Le Zeca Bettax fut fabriqué en Allemagne (Dresde ?) dans les années trente. C’est un appareil pliant à soufflet de format 6x9 (le cliché mesure en réalité 5,6 x 8,2cm). En adaptant une plaque demi-format devant le presse film, on obtient un cliché de 3,9 x 5,6cm. Aucun avantage à cela, car dans les deux cas sur une pellicule standard on ne peut tirer que 8 vues, vu le coût du film, autant profiter du format 6x9. 

Dimensions plié l x L x P : 9,2 x 16,2 x 3,9cm, hop dans la poche ! Le plastique n’existant pas à l’époque, on devait se contenter d’un étui en cuir marron cousu à la main. 

Bettax 6x9.jpg

cliché M.Pourny

 

Châssis entièrement métallique, angles chromés, et boîtier recouvert de cuir noir.
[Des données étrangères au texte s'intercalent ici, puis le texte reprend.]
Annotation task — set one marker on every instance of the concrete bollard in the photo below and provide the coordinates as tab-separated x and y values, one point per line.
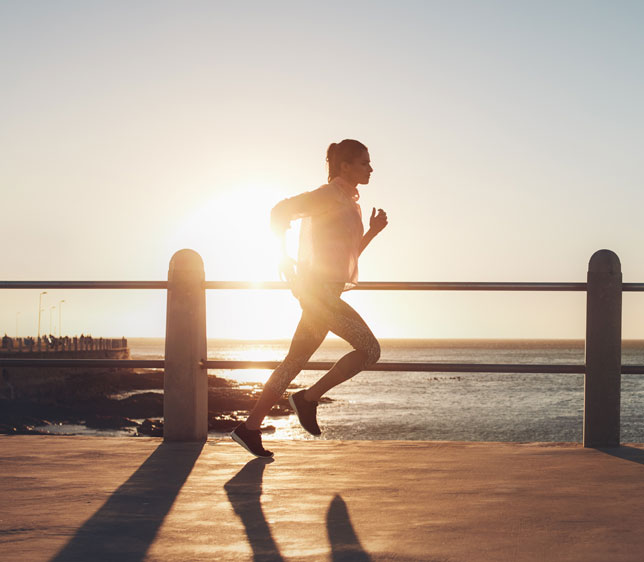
603	351
185	382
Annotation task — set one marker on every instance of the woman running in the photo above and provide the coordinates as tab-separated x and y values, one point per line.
331	240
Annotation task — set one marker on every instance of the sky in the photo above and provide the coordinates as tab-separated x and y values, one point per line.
505	138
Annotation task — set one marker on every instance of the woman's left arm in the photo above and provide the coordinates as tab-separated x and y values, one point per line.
376	223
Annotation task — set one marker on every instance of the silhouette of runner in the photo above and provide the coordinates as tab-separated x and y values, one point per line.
332	238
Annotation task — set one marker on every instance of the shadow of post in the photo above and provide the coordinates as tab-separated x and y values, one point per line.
625	452
125	526
345	545
244	491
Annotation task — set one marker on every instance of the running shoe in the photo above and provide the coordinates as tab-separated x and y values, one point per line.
306	412
251	440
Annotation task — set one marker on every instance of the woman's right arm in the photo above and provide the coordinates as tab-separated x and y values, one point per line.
303	205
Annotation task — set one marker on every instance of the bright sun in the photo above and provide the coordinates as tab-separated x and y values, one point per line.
231	232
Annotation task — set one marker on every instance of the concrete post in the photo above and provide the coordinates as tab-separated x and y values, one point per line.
185	382
603	351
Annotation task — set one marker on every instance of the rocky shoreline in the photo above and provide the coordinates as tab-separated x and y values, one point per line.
113	400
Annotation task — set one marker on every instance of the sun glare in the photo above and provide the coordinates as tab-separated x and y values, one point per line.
232	234
231	231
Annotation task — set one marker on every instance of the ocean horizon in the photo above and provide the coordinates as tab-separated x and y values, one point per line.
439	406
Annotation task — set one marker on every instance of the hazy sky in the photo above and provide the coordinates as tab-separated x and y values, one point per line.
506	138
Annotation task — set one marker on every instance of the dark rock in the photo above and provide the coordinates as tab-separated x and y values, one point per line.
109	422
152	428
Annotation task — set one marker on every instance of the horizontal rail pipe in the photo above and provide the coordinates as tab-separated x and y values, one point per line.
84	363
83	284
281	285
415	367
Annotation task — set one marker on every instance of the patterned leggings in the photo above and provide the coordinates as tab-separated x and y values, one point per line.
322	311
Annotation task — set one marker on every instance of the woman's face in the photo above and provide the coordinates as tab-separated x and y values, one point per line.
358	171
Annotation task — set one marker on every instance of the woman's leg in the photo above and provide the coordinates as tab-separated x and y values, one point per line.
309	335
345	322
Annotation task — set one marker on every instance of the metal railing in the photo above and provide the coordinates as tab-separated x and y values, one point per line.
186	362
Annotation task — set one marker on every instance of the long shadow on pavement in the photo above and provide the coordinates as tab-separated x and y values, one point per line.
345	545
625	452
125	526
244	491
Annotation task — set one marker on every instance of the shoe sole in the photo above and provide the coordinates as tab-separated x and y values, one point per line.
241	442
292	403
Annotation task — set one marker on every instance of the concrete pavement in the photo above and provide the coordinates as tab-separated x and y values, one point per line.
133	499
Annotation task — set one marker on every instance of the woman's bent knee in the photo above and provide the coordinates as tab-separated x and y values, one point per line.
373	353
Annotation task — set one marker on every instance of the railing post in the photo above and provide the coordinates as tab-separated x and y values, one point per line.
603	351
185	382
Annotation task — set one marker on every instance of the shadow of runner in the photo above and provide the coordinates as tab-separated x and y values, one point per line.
244	491
345	545
125	526
625	452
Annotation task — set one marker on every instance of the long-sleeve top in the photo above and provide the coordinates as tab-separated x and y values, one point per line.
331	232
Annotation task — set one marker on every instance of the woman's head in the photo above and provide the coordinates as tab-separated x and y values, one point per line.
349	159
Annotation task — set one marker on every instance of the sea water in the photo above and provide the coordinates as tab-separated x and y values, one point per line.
441	406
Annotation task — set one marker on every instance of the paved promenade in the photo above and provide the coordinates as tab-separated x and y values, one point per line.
107	499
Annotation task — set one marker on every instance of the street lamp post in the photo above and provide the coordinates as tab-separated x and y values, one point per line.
51	310
40	309
60	317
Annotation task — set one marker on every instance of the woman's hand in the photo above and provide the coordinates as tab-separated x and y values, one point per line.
287	269
377	221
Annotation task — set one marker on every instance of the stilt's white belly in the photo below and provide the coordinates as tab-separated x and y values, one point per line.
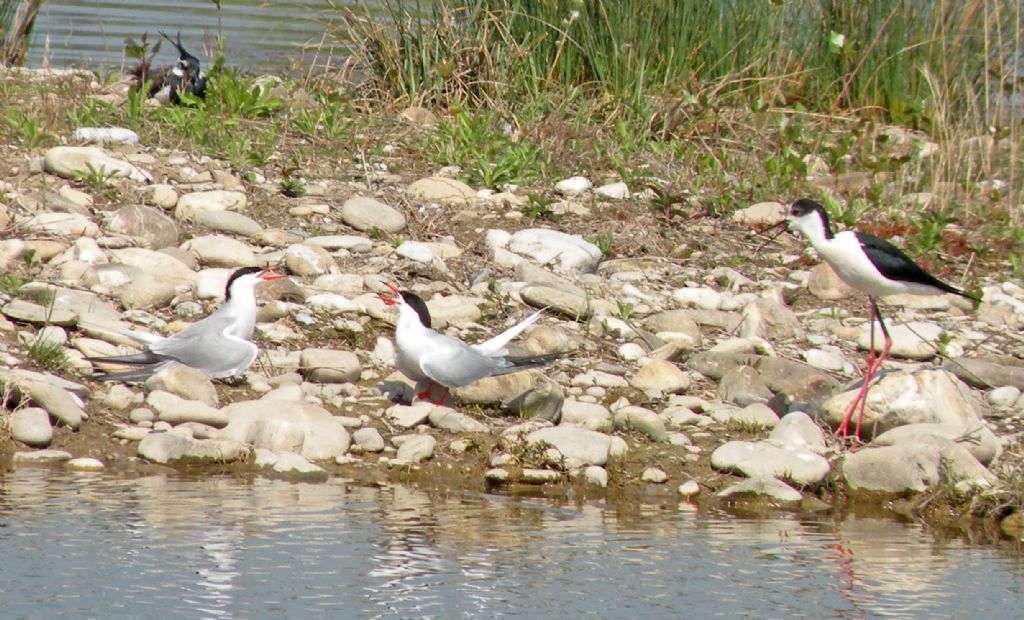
849	261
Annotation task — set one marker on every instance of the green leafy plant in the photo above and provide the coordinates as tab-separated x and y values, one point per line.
604	242
625	310
49	355
292	188
95	177
11	284
27	129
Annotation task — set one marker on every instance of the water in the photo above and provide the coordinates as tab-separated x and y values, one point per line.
99	546
260	35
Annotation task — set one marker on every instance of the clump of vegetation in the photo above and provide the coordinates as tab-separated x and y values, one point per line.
49	355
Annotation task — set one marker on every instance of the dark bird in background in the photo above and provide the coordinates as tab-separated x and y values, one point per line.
167	83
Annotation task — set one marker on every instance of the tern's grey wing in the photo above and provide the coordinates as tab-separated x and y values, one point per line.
457	364
496	345
204	346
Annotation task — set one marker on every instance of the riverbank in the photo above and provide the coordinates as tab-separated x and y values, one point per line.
679	332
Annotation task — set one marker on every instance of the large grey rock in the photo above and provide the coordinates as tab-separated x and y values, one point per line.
912	340
980	442
408	416
657	377
501	389
579	447
217	250
759	489
71	162
588	415
330	366
641	419
45	390
31	426
175	410
743	385
797	430
570	252
913	467
227	221
365	213
767	318
166	448
441	189
326	437
147	226
156	264
905	398
572	303
986	372
368	440
27	312
288	462
185	382
763	459
61	224
417	449
455	421
192	205
303	259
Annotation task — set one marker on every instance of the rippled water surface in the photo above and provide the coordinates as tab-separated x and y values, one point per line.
91	545
260	34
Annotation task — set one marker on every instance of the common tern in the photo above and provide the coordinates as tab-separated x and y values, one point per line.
871	265
429	358
220	345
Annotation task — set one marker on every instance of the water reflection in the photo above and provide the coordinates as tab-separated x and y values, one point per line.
229	547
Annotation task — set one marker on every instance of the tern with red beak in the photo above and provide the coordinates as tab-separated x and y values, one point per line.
220	345
429	358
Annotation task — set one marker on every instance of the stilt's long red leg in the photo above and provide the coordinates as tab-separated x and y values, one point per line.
872	363
878	363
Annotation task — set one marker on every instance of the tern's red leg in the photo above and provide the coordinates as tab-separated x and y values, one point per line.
426	391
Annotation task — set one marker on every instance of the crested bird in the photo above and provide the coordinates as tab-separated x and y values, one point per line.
220	344
429	358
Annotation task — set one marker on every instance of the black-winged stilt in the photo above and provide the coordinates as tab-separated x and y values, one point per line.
871	265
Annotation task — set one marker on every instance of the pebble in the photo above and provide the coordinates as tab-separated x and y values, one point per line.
568	252
573	185
417	449
31	426
441	190
365	213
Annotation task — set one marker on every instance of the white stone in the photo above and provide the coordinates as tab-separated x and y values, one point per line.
67	224
31	426
189	206
70	162
569	252
415	250
417	449
705	298
616	191
763	459
573	185
913	340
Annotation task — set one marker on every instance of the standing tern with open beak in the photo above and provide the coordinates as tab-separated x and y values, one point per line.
429	358
220	345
Comme tous les « foldings » de l’époque, une patte métallique se déplie qui permet de maintenir l’appareil horizontal quand il est posé ouvert. Il peut aussi être vissé sur un trépied.

 Pour déployer l’appareil il suffit d’appuyer sur un bouton, le mécanisme est de grande précision, le parallélisme entre la platine porte objectif et le plan du film est respecté, il n’y a pas de jeu. 
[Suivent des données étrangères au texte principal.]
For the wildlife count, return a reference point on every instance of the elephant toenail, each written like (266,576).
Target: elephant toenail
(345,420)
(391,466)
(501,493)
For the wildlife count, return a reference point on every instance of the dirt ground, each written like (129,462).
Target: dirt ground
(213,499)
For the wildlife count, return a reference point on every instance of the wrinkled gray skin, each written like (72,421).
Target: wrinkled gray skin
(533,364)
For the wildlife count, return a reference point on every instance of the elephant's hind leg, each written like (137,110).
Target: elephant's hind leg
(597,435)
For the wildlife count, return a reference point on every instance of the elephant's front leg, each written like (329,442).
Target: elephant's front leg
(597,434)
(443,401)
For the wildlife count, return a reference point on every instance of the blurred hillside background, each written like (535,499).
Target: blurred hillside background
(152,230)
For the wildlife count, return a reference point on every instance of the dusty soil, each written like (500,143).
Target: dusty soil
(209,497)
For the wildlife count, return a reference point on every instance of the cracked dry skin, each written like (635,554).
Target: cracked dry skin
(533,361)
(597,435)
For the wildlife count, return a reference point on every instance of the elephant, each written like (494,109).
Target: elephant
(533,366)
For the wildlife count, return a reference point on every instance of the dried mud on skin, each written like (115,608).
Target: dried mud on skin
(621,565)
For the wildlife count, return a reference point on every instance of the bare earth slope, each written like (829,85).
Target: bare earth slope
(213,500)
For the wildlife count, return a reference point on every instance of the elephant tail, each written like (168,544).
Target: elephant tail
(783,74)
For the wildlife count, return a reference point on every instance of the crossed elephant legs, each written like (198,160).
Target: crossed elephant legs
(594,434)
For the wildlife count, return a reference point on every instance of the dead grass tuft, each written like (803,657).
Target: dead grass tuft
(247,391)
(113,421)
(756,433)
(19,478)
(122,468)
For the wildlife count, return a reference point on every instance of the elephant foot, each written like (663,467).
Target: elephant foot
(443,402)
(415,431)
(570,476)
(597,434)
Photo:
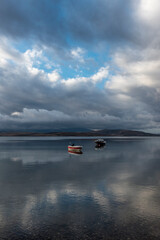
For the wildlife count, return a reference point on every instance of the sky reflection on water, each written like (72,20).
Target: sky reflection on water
(112,193)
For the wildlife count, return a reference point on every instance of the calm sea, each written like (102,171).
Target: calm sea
(107,193)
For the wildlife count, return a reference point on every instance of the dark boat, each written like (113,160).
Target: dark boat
(100,142)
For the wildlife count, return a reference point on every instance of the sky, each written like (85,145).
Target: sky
(80,64)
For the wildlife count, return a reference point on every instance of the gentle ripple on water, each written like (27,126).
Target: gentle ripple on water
(109,193)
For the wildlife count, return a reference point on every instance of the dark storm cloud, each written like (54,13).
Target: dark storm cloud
(52,22)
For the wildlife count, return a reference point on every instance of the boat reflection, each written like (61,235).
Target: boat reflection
(99,147)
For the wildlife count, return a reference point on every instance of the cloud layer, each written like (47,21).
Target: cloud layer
(68,65)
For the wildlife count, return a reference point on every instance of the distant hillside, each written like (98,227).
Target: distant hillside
(105,132)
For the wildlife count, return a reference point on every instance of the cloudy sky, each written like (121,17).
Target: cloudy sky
(80,64)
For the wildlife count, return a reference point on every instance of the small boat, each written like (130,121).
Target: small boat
(73,148)
(75,153)
(100,142)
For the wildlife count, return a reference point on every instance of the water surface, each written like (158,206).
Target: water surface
(108,193)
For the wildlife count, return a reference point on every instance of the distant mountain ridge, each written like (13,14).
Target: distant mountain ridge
(104,132)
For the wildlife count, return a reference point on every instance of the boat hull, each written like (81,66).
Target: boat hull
(74,148)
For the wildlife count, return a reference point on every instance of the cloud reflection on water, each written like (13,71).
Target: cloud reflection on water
(117,186)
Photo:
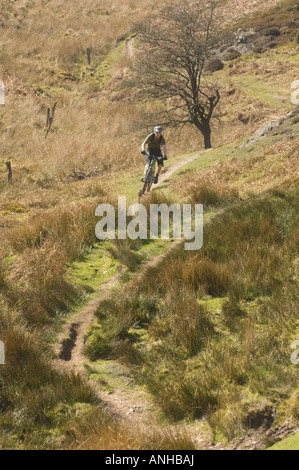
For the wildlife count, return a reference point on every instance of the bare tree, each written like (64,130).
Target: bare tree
(174,47)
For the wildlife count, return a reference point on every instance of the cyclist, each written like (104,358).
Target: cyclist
(154,142)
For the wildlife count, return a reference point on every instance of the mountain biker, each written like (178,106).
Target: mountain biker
(154,141)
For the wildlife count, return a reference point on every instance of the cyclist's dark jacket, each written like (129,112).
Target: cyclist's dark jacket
(154,145)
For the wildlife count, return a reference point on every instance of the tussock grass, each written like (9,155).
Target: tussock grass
(31,390)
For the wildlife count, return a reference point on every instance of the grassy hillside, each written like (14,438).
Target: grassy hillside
(208,333)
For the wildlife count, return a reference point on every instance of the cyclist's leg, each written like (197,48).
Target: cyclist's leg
(160,166)
(147,162)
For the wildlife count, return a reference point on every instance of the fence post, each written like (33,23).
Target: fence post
(50,118)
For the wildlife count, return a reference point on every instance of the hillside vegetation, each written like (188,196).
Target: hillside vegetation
(207,333)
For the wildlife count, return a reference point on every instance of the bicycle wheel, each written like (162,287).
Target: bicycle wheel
(147,180)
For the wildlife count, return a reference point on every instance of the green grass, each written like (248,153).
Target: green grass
(290,443)
(95,268)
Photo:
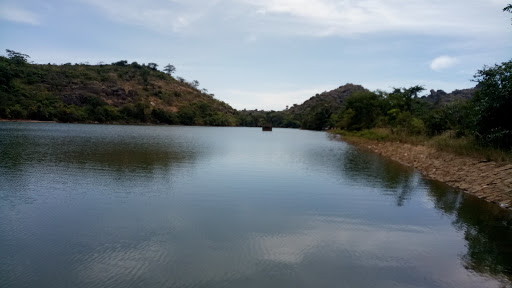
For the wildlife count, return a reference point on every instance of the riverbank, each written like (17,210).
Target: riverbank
(489,180)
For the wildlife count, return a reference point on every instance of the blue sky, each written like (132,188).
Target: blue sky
(266,54)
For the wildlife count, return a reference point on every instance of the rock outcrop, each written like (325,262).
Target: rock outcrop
(487,180)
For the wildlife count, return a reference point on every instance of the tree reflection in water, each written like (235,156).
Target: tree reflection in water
(487,228)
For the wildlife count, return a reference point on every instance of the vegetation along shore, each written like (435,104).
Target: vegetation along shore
(451,127)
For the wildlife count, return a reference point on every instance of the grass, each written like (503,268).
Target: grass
(464,146)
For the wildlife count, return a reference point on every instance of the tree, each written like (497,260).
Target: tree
(16,57)
(492,105)
(169,69)
(152,65)
(361,111)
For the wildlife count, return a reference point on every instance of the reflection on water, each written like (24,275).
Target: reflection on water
(486,227)
(128,206)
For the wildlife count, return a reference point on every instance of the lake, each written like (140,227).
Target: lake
(165,206)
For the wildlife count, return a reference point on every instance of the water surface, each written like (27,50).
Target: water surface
(139,206)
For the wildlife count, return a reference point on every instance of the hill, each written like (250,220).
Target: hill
(114,93)
(440,97)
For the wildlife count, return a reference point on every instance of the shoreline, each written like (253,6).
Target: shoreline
(488,180)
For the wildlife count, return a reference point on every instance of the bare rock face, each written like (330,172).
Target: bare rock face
(440,97)
(333,99)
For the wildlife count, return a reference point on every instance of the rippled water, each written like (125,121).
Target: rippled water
(137,206)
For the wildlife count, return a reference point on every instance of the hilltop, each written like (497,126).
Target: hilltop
(113,93)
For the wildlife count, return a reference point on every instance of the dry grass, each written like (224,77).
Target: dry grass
(464,146)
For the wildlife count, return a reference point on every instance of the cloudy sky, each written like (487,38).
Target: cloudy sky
(267,54)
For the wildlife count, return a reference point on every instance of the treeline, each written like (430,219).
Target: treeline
(485,117)
(120,92)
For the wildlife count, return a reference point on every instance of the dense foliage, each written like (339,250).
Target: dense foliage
(138,93)
(115,93)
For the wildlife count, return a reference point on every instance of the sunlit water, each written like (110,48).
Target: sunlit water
(138,206)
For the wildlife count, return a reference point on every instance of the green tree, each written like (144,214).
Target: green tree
(169,69)
(492,105)
(17,57)
(361,111)
(152,66)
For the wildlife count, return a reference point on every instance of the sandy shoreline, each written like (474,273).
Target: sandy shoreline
(488,180)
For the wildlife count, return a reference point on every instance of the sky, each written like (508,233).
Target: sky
(269,54)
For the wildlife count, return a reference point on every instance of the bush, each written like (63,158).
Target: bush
(493,105)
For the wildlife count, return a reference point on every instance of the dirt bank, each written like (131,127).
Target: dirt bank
(487,180)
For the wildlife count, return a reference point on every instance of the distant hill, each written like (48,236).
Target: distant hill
(118,92)
(315,112)
(334,99)
(440,97)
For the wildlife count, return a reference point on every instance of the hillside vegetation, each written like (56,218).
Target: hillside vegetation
(114,93)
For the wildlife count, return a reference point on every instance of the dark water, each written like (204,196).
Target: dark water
(127,206)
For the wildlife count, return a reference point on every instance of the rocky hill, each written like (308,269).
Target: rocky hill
(118,92)
(334,99)
(440,97)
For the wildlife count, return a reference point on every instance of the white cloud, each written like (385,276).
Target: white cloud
(15,14)
(333,17)
(443,62)
(317,18)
Le chargement s’effectue sans problème en lumière atténuée, la pellicule type 120 permet d’utiliser cet appareil aujourd’hui encore, c’est le même film qui équipe les appareils de moyen-format type Rollei, Hasselblad, Pentax 6x7, Mamiya 645 ou 6x7. Les numérisants vont ricaner, car pour eux ce sont des appareils dépassés, j’y reviendrai un jour, je reste calme. A l’arrière deux petites fenêtres permettent de contrôler le passage à la vue suivante. Pourquoi deux ? Une seule aurait suffi puisque le nombre de clichés est le même quelque soit le format choisi. Si un lecteur peut m’éclairer… 
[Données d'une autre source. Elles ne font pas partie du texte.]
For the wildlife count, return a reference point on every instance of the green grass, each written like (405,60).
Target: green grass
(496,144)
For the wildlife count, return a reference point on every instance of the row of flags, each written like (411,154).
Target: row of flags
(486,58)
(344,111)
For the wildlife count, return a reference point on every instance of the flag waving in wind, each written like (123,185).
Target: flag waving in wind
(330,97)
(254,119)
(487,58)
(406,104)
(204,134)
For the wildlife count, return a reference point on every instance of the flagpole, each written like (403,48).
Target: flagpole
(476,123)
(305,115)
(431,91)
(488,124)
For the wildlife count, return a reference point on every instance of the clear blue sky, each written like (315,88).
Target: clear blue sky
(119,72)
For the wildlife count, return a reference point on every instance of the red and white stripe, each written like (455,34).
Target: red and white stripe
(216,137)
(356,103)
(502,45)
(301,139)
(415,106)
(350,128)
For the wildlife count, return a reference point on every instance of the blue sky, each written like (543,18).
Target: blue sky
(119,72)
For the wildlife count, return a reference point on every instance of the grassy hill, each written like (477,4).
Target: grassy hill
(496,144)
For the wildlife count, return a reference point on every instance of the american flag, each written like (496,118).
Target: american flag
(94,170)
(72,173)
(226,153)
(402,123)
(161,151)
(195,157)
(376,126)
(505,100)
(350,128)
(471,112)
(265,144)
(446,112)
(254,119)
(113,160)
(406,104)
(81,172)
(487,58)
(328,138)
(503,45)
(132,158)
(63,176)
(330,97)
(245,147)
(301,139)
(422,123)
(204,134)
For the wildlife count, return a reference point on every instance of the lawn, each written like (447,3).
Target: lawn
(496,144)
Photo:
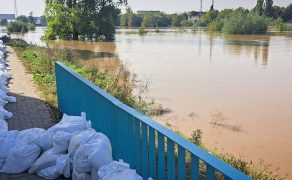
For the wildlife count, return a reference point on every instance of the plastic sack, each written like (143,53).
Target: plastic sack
(79,139)
(20,158)
(70,124)
(117,170)
(3,125)
(61,140)
(45,141)
(80,176)
(51,172)
(7,140)
(102,154)
(4,114)
(80,161)
(63,165)
(47,159)
(29,136)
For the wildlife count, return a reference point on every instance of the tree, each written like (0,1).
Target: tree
(288,13)
(259,7)
(22,18)
(30,18)
(268,8)
(83,17)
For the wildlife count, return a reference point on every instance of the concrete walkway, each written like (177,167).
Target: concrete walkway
(29,110)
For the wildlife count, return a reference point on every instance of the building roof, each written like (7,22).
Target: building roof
(7,16)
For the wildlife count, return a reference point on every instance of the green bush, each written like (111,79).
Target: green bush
(17,26)
(216,25)
(241,22)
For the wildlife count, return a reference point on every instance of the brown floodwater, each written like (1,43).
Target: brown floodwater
(241,82)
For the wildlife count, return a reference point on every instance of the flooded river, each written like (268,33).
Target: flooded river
(242,82)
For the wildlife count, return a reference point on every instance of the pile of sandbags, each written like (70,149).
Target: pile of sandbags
(4,98)
(70,148)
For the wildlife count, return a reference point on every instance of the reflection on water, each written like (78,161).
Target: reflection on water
(247,78)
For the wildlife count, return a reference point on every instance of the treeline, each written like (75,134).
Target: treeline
(244,21)
(22,24)
(71,19)
(156,19)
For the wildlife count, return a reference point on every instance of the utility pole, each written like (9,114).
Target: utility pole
(15,8)
(201,7)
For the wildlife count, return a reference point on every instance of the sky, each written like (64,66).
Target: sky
(168,6)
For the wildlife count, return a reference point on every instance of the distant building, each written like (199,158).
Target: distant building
(143,12)
(8,17)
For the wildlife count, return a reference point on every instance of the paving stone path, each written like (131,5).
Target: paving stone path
(29,110)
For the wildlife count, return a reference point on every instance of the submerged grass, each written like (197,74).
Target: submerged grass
(120,83)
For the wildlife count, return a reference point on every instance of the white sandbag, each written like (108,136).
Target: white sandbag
(4,114)
(20,158)
(47,159)
(7,140)
(3,102)
(70,124)
(61,140)
(80,176)
(102,154)
(51,172)
(45,141)
(80,139)
(4,96)
(116,171)
(29,136)
(63,165)
(3,125)
(80,161)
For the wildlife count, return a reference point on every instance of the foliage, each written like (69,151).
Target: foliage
(196,137)
(70,18)
(288,13)
(246,23)
(208,17)
(119,83)
(216,25)
(17,26)
(3,22)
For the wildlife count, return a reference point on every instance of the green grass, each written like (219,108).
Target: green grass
(40,63)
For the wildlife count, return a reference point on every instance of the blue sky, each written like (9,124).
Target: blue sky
(169,6)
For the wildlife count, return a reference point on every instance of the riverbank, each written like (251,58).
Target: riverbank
(37,62)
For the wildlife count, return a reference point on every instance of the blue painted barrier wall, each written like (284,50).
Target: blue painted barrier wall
(150,148)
L’objectif est un Rodionar de chez Schneider-Kreuznach. D’une focale de 10,5cm il ouvre à 6,3. Ce n’est pas lumineux, mais puisque la visée ne se fait pas à travers l’objectif, aucune importance. Diaphragme de 6,3 à 32. Mise au point de 1m à l’infini. 

L’obturateur Prontor II fournit les vitesses suivantes : 1 seconde, ½, 1/5, 1/10, 1/25, 1/50, 1/100, 1/150, plus les poses B et T. Les trois vitesses les plus lentes ne fonctionnent plus, le ressort est fatigué. Dépassé 80 ans, Gauthier G.m.b.H. Calmbach qui produisait le Prontor a décidé de ne plus assurer le SAV. Oui, tout fout le camp ! Nonobstant, pour être sûr du résultat, j’expose entre 1/25 et 1/150. Avec un film de 125 iso c’est largement suffisant (soleil voilé 1/100 à f :11). 

Le déclencheur souple est recommandé, ar les deux petits leviers (armement et déclencheur) sont contigus, un déclenchement involontaire est possible (comme sur le Lubitel). A ce propos, n’avancer le film qu’au moment de prendre la photo (armement et avancement du film ne sont pas couplés), c’est le meilleur moyen de ne pas superposer les clichés, ou de laisser non exposée une partie du film. 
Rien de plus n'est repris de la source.